Lactase persistence is the continued activity of the lactase enzyme in adulthood. Since lactase's only function is the digestion of lactose in milk, in most mammal species, the activity of the enzyme is dramatically reduced after weaning. In some human populations, though, lactase persistence has recently evolved as an adaptation to the consumption of nonhuman milk and dairy products beyond infancy. The majority of people around the world remain lactase nonpersistent, and consequently are affected by varying degrees of lactose intolerance as adults. However, not all genetically lactase nonpersistent individuals are noticeably lactose intolerant, and not all lactose intolerant individuals have the lactase nonpersistence genotype.
Global spread of the lactase persistence phenotypeEdit
The distribution of the lactase persistence phenotype, or the ability to digest lactose into adulthood, is not homogeneous in the world. Lactase persistence-frequencies are highly variable. In Europe, the distribution of the lactase persistence phenotype is clinal, with frequencies ranging from 15–54% in the south-east to 89–96% in the north-west. For example, only 17% of Greeks and 14% of Sardinians are predicted to possess this phenotype, while around 80% of Finns and Hungarians and 100% of Irish people are predicted to be lactase persistent.
High frequencies of lactase persistence are also found in some places in Sub-Saharan Africa and in the Middle East. But the most common situation is intermediate to low lactase persistence: intermediate (11 to 32%) in Central Asia, low (<=5%) in Native Americans, East Asians, most Chinese populations and some African populations.
In Africa, the distribution of lactase persistence is "patchy": high variations of frequency are observed in neighbouring populations, for example between Beja and Nilotes from Sudan. This make the study of lactase persistence distribution more difficult. High percentages of lactase persistence phenotype are found in traditionally pastoralist populations like Fulani and Bedouins. It is absent in the Bantu of South Africa.

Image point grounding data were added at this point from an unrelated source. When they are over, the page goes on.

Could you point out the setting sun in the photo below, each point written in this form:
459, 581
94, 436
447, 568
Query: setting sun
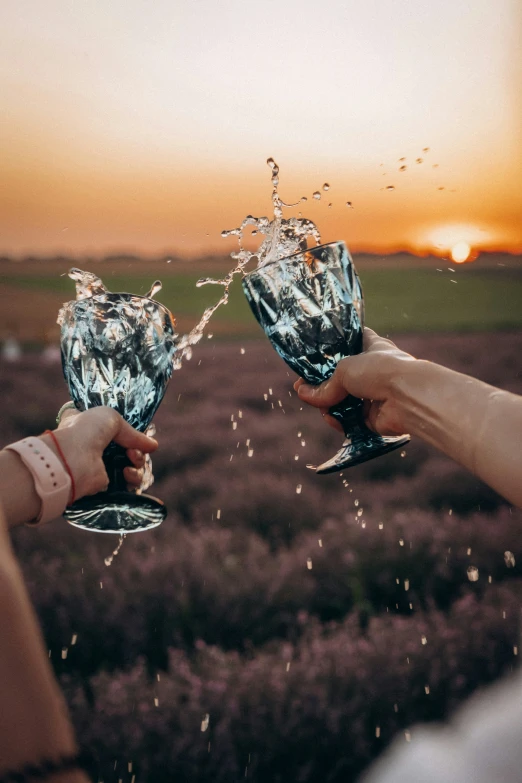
460, 252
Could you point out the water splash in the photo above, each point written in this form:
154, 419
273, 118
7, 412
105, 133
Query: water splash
154, 289
87, 284
283, 237
108, 560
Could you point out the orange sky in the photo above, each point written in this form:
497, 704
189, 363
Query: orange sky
145, 127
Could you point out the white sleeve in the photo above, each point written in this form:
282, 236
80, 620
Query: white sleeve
481, 744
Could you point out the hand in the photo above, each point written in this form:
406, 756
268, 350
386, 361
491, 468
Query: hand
83, 438
371, 376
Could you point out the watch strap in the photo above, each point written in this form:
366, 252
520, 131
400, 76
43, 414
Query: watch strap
51, 480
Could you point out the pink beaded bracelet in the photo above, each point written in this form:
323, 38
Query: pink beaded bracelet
51, 481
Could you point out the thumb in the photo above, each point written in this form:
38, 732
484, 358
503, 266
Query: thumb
326, 394
130, 438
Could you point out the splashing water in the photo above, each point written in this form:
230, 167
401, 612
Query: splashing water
108, 560
283, 237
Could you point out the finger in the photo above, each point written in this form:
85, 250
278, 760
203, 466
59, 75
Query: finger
133, 476
130, 438
136, 457
372, 340
67, 415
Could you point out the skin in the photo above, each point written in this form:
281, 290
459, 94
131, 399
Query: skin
477, 425
34, 724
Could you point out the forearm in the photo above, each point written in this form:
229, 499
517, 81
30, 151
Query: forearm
18, 496
34, 724
475, 424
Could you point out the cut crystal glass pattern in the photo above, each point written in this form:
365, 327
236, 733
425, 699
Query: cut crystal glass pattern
310, 306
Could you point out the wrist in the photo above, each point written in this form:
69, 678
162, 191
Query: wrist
43, 485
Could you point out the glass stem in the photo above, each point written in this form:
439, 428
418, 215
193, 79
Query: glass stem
115, 459
349, 413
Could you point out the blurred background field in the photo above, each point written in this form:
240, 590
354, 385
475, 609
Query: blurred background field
279, 625
402, 293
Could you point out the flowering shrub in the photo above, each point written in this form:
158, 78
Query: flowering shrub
289, 608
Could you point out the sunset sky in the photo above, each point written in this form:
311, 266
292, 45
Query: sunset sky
140, 127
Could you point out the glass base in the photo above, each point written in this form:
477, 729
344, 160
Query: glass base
116, 512
360, 449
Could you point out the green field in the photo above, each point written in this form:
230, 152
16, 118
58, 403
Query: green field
397, 300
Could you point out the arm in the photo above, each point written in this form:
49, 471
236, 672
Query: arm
34, 724
82, 438
477, 425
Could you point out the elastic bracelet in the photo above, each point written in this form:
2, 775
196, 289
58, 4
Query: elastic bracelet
65, 464
65, 407
52, 482
44, 769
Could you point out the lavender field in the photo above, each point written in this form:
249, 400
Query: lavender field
279, 626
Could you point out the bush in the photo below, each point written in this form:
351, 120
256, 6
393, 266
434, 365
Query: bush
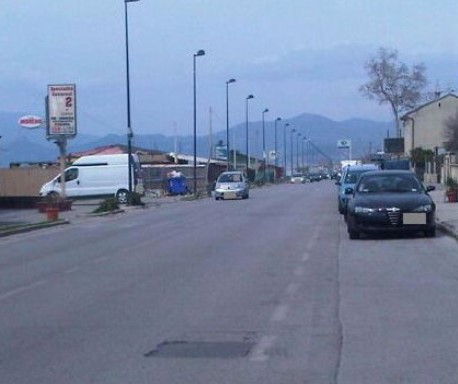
135, 199
108, 205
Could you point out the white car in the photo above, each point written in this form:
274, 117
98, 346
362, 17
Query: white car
232, 185
297, 179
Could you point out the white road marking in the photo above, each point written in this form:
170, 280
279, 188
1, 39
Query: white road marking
292, 288
279, 313
72, 270
259, 352
100, 260
22, 289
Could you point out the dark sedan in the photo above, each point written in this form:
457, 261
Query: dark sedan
390, 201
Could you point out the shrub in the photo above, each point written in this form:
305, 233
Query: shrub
135, 199
108, 205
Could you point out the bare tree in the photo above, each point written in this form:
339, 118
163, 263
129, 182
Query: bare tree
451, 133
392, 82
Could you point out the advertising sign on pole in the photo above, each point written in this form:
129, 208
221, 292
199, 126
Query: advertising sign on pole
30, 121
341, 144
61, 111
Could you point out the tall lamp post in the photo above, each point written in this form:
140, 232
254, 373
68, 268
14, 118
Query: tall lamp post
227, 121
246, 133
275, 146
199, 53
304, 140
284, 149
130, 133
292, 155
264, 155
297, 151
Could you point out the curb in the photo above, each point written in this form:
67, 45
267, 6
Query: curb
31, 227
447, 229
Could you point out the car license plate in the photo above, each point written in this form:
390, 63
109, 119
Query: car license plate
230, 195
414, 218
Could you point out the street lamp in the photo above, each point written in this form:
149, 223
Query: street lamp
284, 150
130, 133
199, 53
264, 157
297, 151
292, 155
227, 120
304, 140
246, 133
275, 145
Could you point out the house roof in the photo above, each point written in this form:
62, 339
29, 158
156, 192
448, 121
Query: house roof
403, 117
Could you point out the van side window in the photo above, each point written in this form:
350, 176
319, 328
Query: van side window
71, 174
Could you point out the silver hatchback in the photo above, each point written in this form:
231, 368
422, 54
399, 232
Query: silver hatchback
232, 185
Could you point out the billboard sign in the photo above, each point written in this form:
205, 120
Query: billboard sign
394, 145
30, 122
61, 110
342, 144
221, 152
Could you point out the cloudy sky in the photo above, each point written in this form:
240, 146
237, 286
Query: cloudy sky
294, 56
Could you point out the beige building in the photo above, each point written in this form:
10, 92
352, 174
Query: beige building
424, 126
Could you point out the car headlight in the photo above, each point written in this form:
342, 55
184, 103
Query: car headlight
424, 208
364, 210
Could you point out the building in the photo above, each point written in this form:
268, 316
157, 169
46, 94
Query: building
424, 126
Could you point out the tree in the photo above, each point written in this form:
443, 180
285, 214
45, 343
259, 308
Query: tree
392, 82
451, 133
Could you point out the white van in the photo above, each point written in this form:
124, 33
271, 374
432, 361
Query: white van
97, 176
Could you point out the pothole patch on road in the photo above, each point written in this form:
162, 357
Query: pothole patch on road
202, 349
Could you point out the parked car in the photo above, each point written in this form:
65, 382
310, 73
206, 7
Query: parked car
314, 177
297, 179
390, 201
350, 175
232, 185
98, 176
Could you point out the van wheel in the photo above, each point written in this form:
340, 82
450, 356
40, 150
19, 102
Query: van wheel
122, 196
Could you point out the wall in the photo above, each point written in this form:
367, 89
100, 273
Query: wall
429, 125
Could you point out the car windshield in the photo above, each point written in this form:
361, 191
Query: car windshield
352, 176
389, 183
230, 178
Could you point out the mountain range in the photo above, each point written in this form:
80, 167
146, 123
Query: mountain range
19, 145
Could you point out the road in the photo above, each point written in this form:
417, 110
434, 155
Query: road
264, 290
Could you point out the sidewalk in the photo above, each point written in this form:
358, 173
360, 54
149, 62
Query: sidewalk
22, 220
446, 213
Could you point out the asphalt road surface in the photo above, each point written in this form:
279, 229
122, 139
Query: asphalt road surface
264, 290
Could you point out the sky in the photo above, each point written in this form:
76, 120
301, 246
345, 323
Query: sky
294, 56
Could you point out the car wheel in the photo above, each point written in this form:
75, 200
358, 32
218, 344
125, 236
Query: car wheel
341, 210
430, 232
353, 234
122, 196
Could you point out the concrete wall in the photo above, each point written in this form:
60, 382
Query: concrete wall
429, 124
24, 181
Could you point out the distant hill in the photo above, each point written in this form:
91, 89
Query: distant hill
20, 145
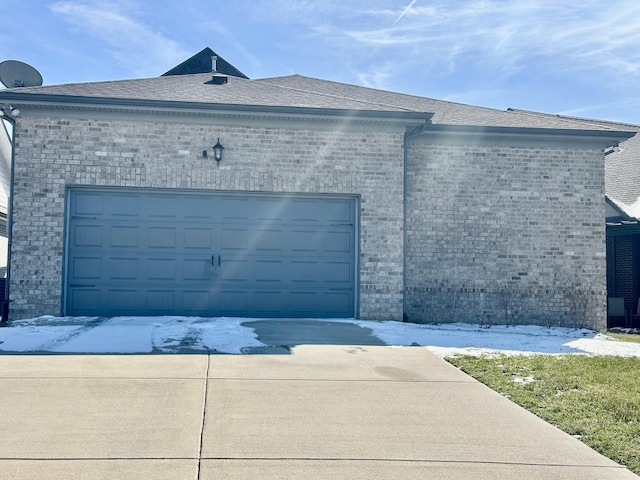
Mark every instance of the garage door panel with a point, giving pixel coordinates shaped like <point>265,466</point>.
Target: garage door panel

Multiple studies indicate that the presence of the two phenotypes "lactase persistent" (derived phenotype) and "lactase nonpersistent (hypolactasia)" is genetically programmed, and that lactase persistence is not necessarily conditioned by the consumption of lactose after the suckling period.
The lactase persistent phenotype involves high mRNA expression, high lactase activity, and thus the ability to digest lactose, while the lactase nonpersistent phenotype involves low mRNA expression and low lactase activity. The enzyme lactase is encoded by the gene LCT.
Hypolactasia is known to be recessively and autosomally inherited, which means that individuals with the nonpersistent phenotype are homozygous and received the two copies of a low lactase-activity allele (the ancestral allele) from their parents, who may be homozygous or at least heterozygous for the allele. Only one high-activity allele is required to be lactase persistent. Lactase persistence behaves as a dominant trait because half levels of lactase activity are sufficient to show significant digestion of lactose. Cis-acting transcriptional silence of the lactase gene is responsible for the hypolactasia phenotype. Furthermore, studies show that only eight cases were found where the parents of a child with lactase persistence were both hypolactasic. While a variety of genetic, as well as nutritional, factors determine lactase expression, no evidence has been found for adaptive alteration of lactase expression within an individual in response to changes in lactose consumption levels. The two distinct phenotypes of hypolactasia are: Phenotype I, characterized by reduced synthesis of precursor LPH, and phenotype II, associated with ample precursor synthesis, but reduced conversion of the protein to its mature molecular form. The lactase enzyme has two active sites which break down lactose. The first is at Glu1273 and the second is at Glu1749, which separately break down lactose into two separate kinds of molecules.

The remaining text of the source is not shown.